My Year of Smoking

Illustration by Mary Anne Carter.

My year of smoking ended at my thirtieth birthday party, where my girlfriend and I split a last pink Fantasia and threw its golden 22 shell-remains into the street. The first cigarette I ever smoked was a blue Fantasia, when I was 20. My friend picked it to match my shirt. He put it in my mouth, lit it, and instructed me to get in the Radio Flyer wagon he had spent the afternoon racing down steep hills. I was reluctant to smoke, having seen as many pictures of lungs like Zip-Lock bags of moldy steaks as anyone, or to careen down a rocky trail and have to explain to an EMT how I was impaled on a wagon. “Today you’re going to become a man!” he said as I rolled down the hill, trailing smoke. He specifically told me not to inhale, a warning I now think was meant for my protection. The cigarette did nothing for me, but the ride left me shaking from adrenaline, and I was back on the wagon immediately. I swear this paragraph wasn’t just an excuse to make that pun.

I know starting at 29 sounds idiotic, but I just didn’t think cigarettes did anything until someone pointed out that I wasn’t inhaling. When I was done feeling stupid about that, the rush overwhelmed me—I was dizzy and euphoric. I’ve smoked one or two cigarettes a day for the past year now.

I’ll miss the euphoria. I’ll also miss the meditative quality of the ritual. I’ve never been comfortable just sitting and thinking, but somehow when I had a cigarette in my hand I could savor doing absolutely nothing. It was the best when I got stuck on something I was writing—often a walk around the block and a smoke was just what I needed to get my thoughts moving. My favorite thing was to go out late at night, before bed, and sit in the park, listening to the wind in the trees and watching the moon and the contribution of my breath to the air.

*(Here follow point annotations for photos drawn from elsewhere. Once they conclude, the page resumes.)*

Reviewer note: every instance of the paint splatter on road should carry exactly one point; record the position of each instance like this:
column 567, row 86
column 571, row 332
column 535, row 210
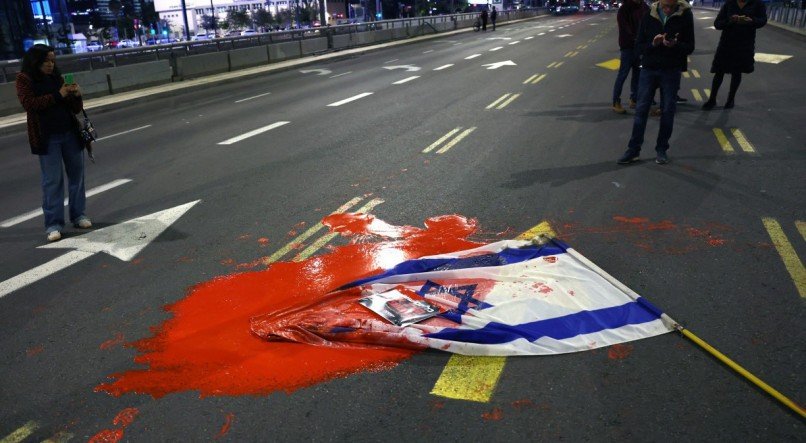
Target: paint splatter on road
column 207, row 345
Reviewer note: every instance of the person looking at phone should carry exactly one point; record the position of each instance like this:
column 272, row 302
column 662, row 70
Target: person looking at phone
column 735, row 54
column 665, row 38
column 51, row 105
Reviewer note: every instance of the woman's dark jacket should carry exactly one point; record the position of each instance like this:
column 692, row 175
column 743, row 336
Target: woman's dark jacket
column 37, row 104
column 737, row 44
column 679, row 24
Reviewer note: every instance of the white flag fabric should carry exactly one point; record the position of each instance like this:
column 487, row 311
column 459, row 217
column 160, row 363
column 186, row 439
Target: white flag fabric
column 502, row 299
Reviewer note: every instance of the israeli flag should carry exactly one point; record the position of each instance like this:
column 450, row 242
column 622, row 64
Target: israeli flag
column 513, row 297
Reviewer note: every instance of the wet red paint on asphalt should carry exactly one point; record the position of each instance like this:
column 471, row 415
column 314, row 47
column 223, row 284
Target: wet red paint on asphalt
column 207, row 346
column 225, row 427
column 123, row 419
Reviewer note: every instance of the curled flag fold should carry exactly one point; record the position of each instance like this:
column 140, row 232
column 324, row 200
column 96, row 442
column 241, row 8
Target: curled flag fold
column 506, row 298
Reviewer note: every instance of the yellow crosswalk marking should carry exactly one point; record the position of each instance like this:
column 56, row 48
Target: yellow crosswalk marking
column 788, row 255
column 474, row 378
column 742, row 141
column 21, row 433
column 723, row 141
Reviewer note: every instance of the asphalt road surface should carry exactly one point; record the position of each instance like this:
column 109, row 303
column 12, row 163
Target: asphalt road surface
column 521, row 132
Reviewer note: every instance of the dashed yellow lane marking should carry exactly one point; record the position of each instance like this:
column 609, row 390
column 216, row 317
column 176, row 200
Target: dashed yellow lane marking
column 723, row 141
column 612, row 64
column 475, row 378
column 441, row 140
column 21, row 433
column 311, row 231
column 742, row 140
column 456, row 140
column 787, row 252
column 801, row 228
column 322, row 241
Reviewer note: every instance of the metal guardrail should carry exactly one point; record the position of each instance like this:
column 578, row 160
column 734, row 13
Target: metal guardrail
column 89, row 61
column 790, row 13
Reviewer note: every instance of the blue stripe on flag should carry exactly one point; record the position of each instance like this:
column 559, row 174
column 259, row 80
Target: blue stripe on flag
column 504, row 257
column 558, row 328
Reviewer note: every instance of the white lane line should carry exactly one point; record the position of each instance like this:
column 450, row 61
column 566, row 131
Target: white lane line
column 121, row 133
column 42, row 271
column 253, row 133
column 407, row 79
column 33, row 214
column 253, row 97
column 348, row 100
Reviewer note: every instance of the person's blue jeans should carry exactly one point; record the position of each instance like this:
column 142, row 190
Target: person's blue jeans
column 627, row 64
column 668, row 80
column 62, row 149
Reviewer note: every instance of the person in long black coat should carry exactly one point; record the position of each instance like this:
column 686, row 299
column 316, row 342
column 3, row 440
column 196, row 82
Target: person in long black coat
column 738, row 21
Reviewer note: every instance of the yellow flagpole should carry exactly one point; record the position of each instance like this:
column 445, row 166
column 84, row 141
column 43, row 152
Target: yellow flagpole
column 742, row 371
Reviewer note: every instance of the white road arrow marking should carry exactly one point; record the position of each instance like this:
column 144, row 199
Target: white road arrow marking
column 124, row 241
column 409, row 68
column 499, row 64
column 318, row 71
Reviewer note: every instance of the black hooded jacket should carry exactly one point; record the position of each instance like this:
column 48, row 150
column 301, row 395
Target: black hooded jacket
column 679, row 24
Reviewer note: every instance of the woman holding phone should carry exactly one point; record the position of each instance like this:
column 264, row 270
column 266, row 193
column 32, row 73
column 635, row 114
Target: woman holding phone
column 738, row 21
column 53, row 133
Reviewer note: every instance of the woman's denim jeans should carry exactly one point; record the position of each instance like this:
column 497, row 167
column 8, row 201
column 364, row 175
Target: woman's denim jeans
column 62, row 149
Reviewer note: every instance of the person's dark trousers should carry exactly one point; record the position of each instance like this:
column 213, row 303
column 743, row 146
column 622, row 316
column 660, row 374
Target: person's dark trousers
column 627, row 64
column 668, row 80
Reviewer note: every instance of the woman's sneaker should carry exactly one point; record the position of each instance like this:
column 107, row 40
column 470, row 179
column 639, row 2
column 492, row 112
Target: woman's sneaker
column 83, row 222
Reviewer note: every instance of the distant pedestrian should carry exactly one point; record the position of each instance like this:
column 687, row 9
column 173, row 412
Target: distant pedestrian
column 53, row 133
column 629, row 18
column 665, row 38
column 738, row 21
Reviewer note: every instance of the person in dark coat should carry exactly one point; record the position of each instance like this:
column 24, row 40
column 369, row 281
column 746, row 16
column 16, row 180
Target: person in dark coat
column 665, row 38
column 484, row 20
column 53, row 133
column 628, row 18
column 738, row 21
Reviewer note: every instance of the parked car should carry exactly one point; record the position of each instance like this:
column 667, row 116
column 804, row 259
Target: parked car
column 94, row 46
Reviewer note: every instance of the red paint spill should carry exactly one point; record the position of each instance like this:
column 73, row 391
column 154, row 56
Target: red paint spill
column 225, row 427
column 619, row 352
column 523, row 404
column 207, row 345
column 112, row 342
column 35, row 350
column 123, row 419
column 495, row 415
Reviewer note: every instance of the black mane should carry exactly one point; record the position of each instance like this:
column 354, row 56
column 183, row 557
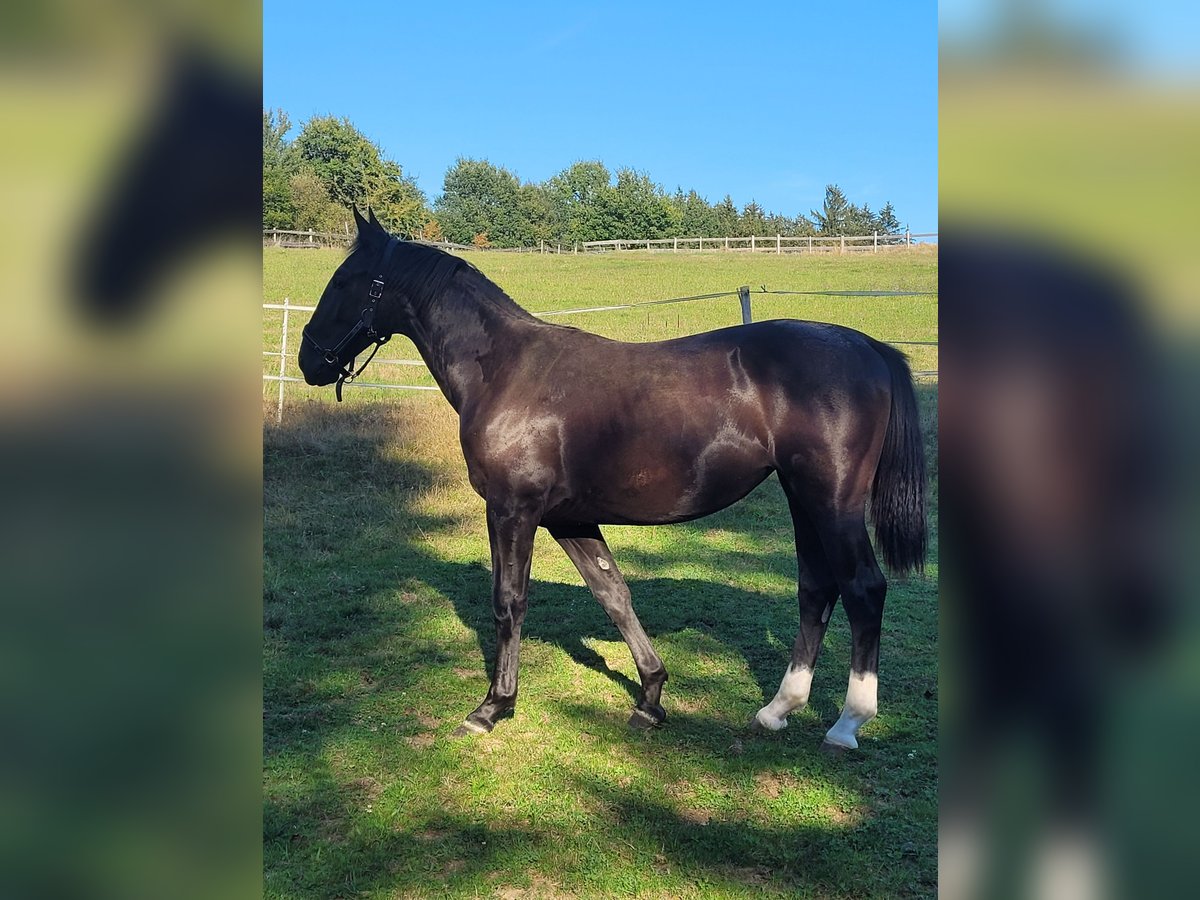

What I’ll really miss though, is bumming cigarettes. I enjoy the process of assessing who on the street is the best to ask, and have honed this skill to a point that I’m 80 percent accurate. I offer a dollar or fifty cents, but most of the time people just give them to me, which is great when I’m feeling less than optimistic about people. I met a guy named Shelby who had been alternately deep-sea fishing and hitchhiking since the 60’s, and complimented my jacket, asking “If I was part of a group he could join.” A woman called me “honey” when I offered her a buck (which she refused) and handed me a whole bundle of crooked Newports.

Once around 2AM I was smoking with the guys who hang out in the park outside my apartment, we heard yelling by the bar on the corner. I thought some stupid kid had hit his girlfriend, but when I ran over to determine whether I should call someone, it was obvious he had been slugged in the stomach by a woman old enough to be his grandma (who he appeared not to know at all.) He was doubled over. “You hit me,” he gasped, hardly audible through her curses, “I’m calling the police!” I turned to my companions. “We’ll all kill each other,” said a tall man with a white cotton candy floof of hair. His eyes were like delicate swirls on the surface of water you can’t see the bottom of. The rest of them laughed.

The latter of these experiences sums up my relationship with smoking. My urge to smoke is for rest, company, a shared experience, a moment of peace. But after the ten minutes in which I enjoyed these things, there was a wave of anxiety and physical illness. The only thing that sounded good was another cigarette. Sometimes I just kept going, and woke up with my mouth full of thick, bitter saliva and a sensation like the onset of a cold. It isn’t worth it, though in a way I’ll never return to the places I smoked, and for now I mourn them.